# seasons end



## mike. (Dec 14, 2006)

and yet another one of my deer seasons has ended with me not getting my first deer. i seen plenty but couldnt get a chance to shoot at one, next year that 8 pointer and 4 pointer better be around and they better be bigger. next year the day before opening day, im putting ALOT of corn near my stand. one of those big bags you can buy (20 lbs or w.e) instead of bring a grocery bag full each day and the squirells eat it in front of me. im putting alot of apples next year to , to lure them in. i should have shot at that 8 point and 4 point this year but im an idiot and cant judge distance, they were alot closer then i thought. (40 yards instead of 70 yards i thought) i didnt actaulyl know what a yard was lol. well next year they're going down. and ill get my first deer on my 3rd year of hunting


----------



## USSapper (Sep 26, 2005)

....where have i heard about these 4 and 8 pointers before?!? I just cant put a finger on it. Jk mike.
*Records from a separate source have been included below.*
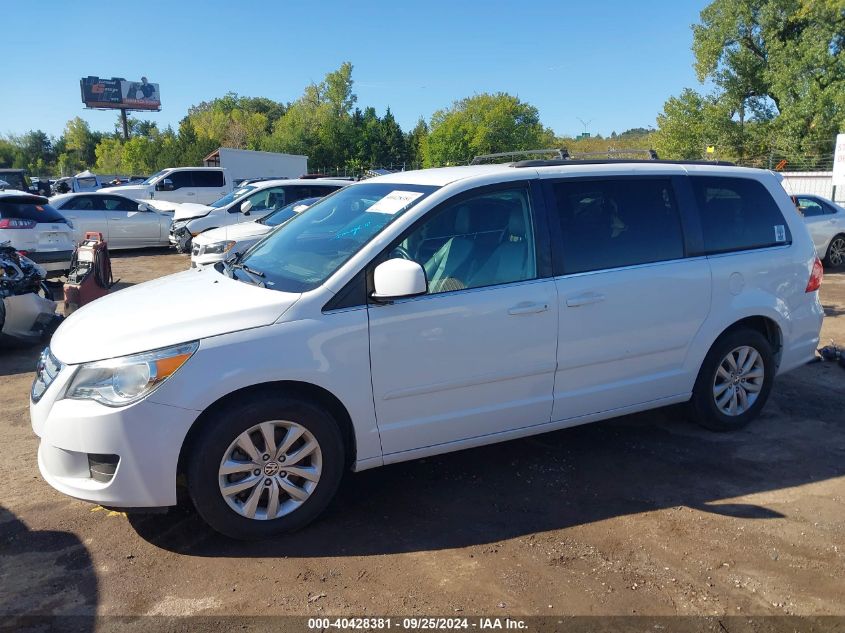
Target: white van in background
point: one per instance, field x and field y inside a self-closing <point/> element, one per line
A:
<point x="201" y="185"/>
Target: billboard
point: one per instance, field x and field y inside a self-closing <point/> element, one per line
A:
<point x="120" y="94"/>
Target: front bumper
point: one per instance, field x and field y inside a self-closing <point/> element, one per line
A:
<point x="145" y="438"/>
<point x="200" y="258"/>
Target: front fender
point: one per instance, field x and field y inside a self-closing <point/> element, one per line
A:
<point x="331" y="353"/>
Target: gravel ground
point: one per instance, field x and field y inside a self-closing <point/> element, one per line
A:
<point x="645" y="514"/>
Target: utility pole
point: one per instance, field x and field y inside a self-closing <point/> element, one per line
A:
<point x="125" y="124"/>
<point x="586" y="124"/>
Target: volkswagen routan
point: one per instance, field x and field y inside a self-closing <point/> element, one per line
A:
<point x="424" y="312"/>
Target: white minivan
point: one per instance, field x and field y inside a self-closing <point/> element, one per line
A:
<point x="424" y="312"/>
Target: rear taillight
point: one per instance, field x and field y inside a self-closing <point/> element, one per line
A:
<point x="815" y="276"/>
<point x="17" y="223"/>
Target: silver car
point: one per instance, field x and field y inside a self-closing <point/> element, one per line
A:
<point x="124" y="223"/>
<point x="825" y="221"/>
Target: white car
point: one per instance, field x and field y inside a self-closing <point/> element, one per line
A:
<point x="124" y="223"/>
<point x="264" y="197"/>
<point x="217" y="245"/>
<point x="425" y="312"/>
<point x="199" y="185"/>
<point x="37" y="230"/>
<point x="825" y="221"/>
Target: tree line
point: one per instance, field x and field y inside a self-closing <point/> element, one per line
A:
<point x="776" y="68"/>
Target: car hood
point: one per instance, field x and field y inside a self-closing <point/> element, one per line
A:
<point x="187" y="306"/>
<point x="187" y="210"/>
<point x="236" y="232"/>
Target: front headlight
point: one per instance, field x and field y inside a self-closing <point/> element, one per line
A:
<point x="219" y="248"/>
<point x="121" y="381"/>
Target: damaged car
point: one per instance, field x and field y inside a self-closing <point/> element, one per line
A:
<point x="27" y="311"/>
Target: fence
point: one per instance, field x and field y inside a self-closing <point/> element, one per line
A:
<point x="819" y="183"/>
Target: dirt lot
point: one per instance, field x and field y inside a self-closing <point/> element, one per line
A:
<point x="646" y="514"/>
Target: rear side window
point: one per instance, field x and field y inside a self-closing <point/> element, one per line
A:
<point x="738" y="214"/>
<point x="208" y="179"/>
<point x="611" y="223"/>
<point x="29" y="211"/>
<point x="180" y="179"/>
<point x="318" y="191"/>
<point x="15" y="179"/>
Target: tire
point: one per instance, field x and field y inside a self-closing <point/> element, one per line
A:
<point x="705" y="409"/>
<point x="835" y="256"/>
<point x="216" y="447"/>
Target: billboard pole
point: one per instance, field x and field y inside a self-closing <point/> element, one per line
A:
<point x="125" y="124"/>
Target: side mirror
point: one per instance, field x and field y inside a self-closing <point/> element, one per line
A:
<point x="397" y="279"/>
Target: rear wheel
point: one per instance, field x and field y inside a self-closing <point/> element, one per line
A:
<point x="835" y="252"/>
<point x="266" y="467"/>
<point x="734" y="381"/>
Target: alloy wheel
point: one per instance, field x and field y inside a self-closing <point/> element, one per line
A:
<point x="270" y="470"/>
<point x="836" y="252"/>
<point x="738" y="381"/>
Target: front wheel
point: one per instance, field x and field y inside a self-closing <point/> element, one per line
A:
<point x="734" y="381"/>
<point x="266" y="467"/>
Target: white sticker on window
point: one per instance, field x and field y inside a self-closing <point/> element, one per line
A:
<point x="394" y="202"/>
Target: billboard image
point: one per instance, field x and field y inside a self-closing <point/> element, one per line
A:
<point x="120" y="94"/>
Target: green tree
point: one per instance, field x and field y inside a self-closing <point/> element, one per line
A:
<point x="81" y="141"/>
<point x="109" y="154"/>
<point x="485" y="124"/>
<point x="778" y="71"/>
<point x="320" y="123"/>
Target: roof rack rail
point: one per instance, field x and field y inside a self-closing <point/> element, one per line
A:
<point x="559" y="154"/>
<point x="610" y="161"/>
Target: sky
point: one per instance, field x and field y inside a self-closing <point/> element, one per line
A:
<point x="610" y="63"/>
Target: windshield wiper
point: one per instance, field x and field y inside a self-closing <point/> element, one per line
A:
<point x="254" y="275"/>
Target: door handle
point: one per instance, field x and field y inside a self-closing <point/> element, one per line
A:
<point x="527" y="307"/>
<point x="585" y="299"/>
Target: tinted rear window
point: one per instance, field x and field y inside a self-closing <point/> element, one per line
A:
<point x="738" y="214"/>
<point x="15" y="180"/>
<point x="612" y="223"/>
<point x="30" y="211"/>
<point x="208" y="179"/>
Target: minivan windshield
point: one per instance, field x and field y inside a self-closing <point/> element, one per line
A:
<point x="230" y="197"/>
<point x="287" y="212"/>
<point x="305" y="251"/>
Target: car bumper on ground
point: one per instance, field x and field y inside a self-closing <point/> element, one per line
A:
<point x="121" y="457"/>
<point x="200" y="258"/>
<point x="52" y="261"/>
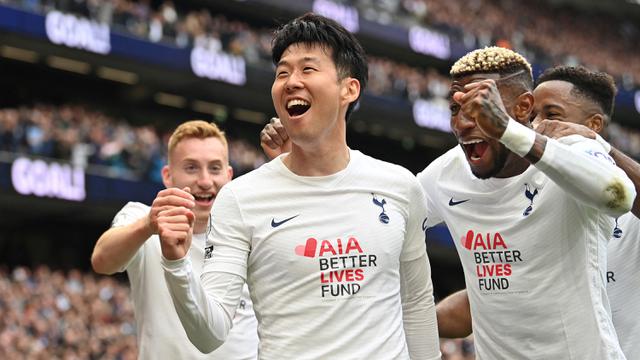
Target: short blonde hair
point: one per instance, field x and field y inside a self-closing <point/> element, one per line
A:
<point x="198" y="129"/>
<point x="492" y="59"/>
Try finding there paths next year instead of baiting them right away, i guarentee u that u will feel better with yourself if u dont shoot a deer feeding from a pile of grub right in front of you. best of luck to you next year


----------



## mike. (Dec 14, 2006)

lol ya ive posted quite a bit about these guys. well i want to get my first deer so im ****** that i couldnt get one of them. im going to set up a new spot this spring, theres a bunch of rubs and the trail is pretty well travelled


----------



## USSapper (Sep 26, 2005)

then no need to bait :beer:


----------